Сентябрь. Лето кончилось. Школа началась. Как я люблю школу!
Гимн грохочет, ярко сверкает, заливает спальню музыкой не хуже солнца.
– И если гром великий грянет... над сворой псов и палачей...
– Для нас все так же солнце станет...
Теперь лифчик. Он квадратный, из плотной ткани. У него пуговки на спине, и я изворачиваюсь как могу, чтобы их застегнуть. У меня маленькая и плоская грудь, хотя у нас в классе девочки, мои ровесницы, уже щеголяют высокогрудые. Так мальчишки на их фартучки и косятся. А на меня никто не косится. Встану перед зеркалом: слишком большие глаза, слишком пухлые губы, и нос крючком, и брови густые, как у мужика. "Как у старого шамеса", - смеется папа и, послюнив палец, проводит мне по моим толстым черным бровям.
И ноги у меня худые. И ребра торчат. А зато я быстрей всех бегаю стометровку! И все девчонки завидуют мне на стадионе, да, завидуют!
– Сиять огнем... своих лучей!
Теперь рубашка. Мама сама шьет рубашки. Раньше ей помогала шить баба Фира. А потом баба Фира сошла с ума. И теперь бабе Фире самой надо помогать есть и пить.
Ранец у меня собран еще с вечера. Я аккуратная. Коричневая форма надета. Я перед зеркалом крепко, намертво, чтобы позорно не развязались, завязываю на спине тесемки черного фартука. Веснушки на носу, этого еще не хватало!
Я слишком люблю солнце. Или это солнце любит меня?
Теперь -- перед зеркалом -- косы заплести. Непослушные пышные кудри разделить на три тугих пряди -- и плести, плести косу, а она расплетается, вырывается из рук, как змея.
Слышу за дверью быстрые шаги-шажочки: это мама бегает по коридору нашей коммуналки. Жарит мне яичницу. Вот ногой открывает дверь, и вносит в столовую сковороду, и яичница шкворчит, на настоящем деревенском сале, тетя Мурочка привезла из Ирпеня, пальчики оближешь, а в другой маминой руке кофейник с изогнутым, как лекало, носиком, и уже так пахнет кофе, так весело, так чудно, это наш завтрак!
– Двойрочка, ты встала?

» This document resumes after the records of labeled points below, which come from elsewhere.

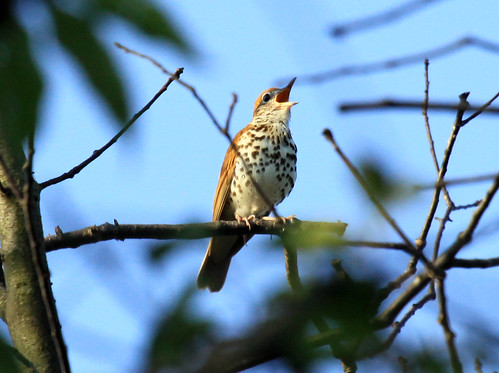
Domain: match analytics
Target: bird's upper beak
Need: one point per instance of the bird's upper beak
(283, 95)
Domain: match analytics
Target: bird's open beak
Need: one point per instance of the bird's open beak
(283, 95)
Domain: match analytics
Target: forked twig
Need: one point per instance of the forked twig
(223, 129)
(75, 170)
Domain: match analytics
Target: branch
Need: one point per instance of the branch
(35, 237)
(121, 232)
(458, 181)
(329, 136)
(222, 130)
(389, 103)
(475, 263)
(379, 19)
(443, 319)
(463, 104)
(75, 170)
(399, 61)
(444, 261)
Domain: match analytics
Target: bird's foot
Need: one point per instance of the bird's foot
(281, 219)
(245, 219)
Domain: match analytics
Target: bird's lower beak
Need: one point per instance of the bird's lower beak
(283, 95)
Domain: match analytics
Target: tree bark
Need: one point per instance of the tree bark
(23, 307)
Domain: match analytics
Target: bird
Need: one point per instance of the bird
(262, 153)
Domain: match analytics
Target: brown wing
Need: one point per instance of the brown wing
(221, 249)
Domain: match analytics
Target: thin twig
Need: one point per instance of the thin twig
(222, 130)
(392, 63)
(480, 110)
(465, 236)
(475, 263)
(104, 232)
(391, 103)
(463, 104)
(229, 115)
(444, 321)
(75, 170)
(329, 136)
(381, 19)
(397, 326)
(448, 200)
(458, 181)
(35, 239)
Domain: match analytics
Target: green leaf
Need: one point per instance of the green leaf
(178, 337)
(148, 18)
(8, 359)
(79, 40)
(20, 82)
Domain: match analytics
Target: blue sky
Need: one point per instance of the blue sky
(165, 169)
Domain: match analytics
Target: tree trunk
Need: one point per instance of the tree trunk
(23, 307)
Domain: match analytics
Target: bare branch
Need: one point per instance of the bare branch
(35, 237)
(75, 170)
(481, 110)
(457, 181)
(222, 130)
(389, 103)
(397, 326)
(443, 319)
(121, 232)
(475, 263)
(399, 11)
(465, 236)
(229, 115)
(329, 136)
(463, 104)
(399, 61)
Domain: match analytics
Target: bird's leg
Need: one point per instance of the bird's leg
(245, 219)
(282, 219)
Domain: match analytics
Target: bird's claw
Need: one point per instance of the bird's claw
(282, 219)
(246, 220)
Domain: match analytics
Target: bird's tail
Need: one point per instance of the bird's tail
(217, 261)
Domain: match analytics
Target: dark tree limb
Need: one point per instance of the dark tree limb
(389, 104)
(392, 63)
(76, 170)
(121, 232)
(381, 19)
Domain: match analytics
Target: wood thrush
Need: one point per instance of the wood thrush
(262, 153)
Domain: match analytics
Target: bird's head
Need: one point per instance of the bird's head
(274, 102)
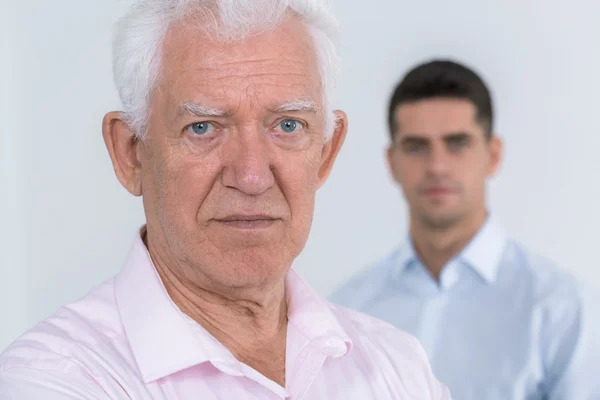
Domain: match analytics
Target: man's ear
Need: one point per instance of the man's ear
(496, 148)
(123, 145)
(332, 147)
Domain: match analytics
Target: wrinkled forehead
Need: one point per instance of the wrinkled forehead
(270, 67)
(435, 118)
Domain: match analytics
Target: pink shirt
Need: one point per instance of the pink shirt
(128, 340)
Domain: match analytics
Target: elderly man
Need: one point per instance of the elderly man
(227, 133)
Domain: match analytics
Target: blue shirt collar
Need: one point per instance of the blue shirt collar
(483, 253)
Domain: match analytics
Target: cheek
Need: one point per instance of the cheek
(408, 174)
(181, 187)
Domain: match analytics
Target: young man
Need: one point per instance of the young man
(497, 321)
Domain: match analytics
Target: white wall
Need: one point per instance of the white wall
(67, 224)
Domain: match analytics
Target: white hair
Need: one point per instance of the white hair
(139, 36)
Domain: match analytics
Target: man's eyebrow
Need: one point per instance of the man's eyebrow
(302, 104)
(200, 110)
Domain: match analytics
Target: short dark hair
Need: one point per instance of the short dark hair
(445, 79)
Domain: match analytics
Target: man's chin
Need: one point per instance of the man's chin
(440, 221)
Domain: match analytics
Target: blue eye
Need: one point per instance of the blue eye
(290, 125)
(201, 128)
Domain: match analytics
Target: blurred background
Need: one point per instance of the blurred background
(67, 224)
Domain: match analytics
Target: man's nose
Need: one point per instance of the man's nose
(438, 160)
(248, 159)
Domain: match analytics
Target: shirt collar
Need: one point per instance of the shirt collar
(314, 318)
(164, 340)
(483, 253)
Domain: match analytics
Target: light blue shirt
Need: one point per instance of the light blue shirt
(501, 323)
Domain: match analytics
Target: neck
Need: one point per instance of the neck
(252, 324)
(436, 247)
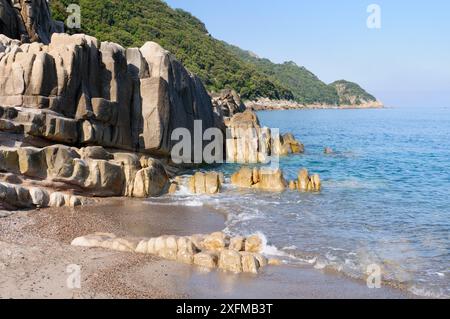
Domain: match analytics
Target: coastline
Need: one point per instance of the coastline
(36, 251)
(272, 105)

Ах, уже готова, как чудесно! Ты моя умница!
Мама ставит на подставку сковороду, на вязаный кружочек -- кофейник, взмахивает руками и крепко, свежо целует меня. У нее веселые кудряшки, от нее пахнет духами "Вечер" - это папа ей подарил, у нее белый, отглаженный воротничок и платье в мелкий горошек. Она смотрит в окно. Солнце гладит ее длинными веселыми желтыми лучами.
– А уже холодает, - вздыхает мама. Вздергивает плечами. Изнутри к платью подшиты ватные плечики, чтобы мамины плечи
– Ну и что! Осень. Осень тоже хороша! Завтра воскресенье, пойдем гулять на набережную?
Я знаю, мама очень любит глядеть на Днепр. Она ходит к Днепру в любое время года. Зимой одевается в теплую шубку, кутает руки в муфточку, под шапку повязывает козью шаль, но все равно, в метель и мороз, идет говорить со своим Днепром. Как с человеком. Моя мама красивая. Гораздо красивее меня. И папа тоже как принц. А я вот получилась Золушка. Зато мой братик Изя -- загляденье! На Подоле красивей всех. Ему восемь лет. Встает перед зеркалом и бьет себя по щекам: "Зачем я такой смазливый! Меня в классе девчонкой задразнили!"
– Воречка, садись ешь! Вкусненько! Я на сальце пожарила! И еще красного перчику накрошила, совсем чуть-чуть, не морщи нос, это полезно для здоровья! Ты гимнастику сегодня сделала утреннюю?
– Не-а, не успела, - киваю я, а рот набит. И правда вкусно, с перцем.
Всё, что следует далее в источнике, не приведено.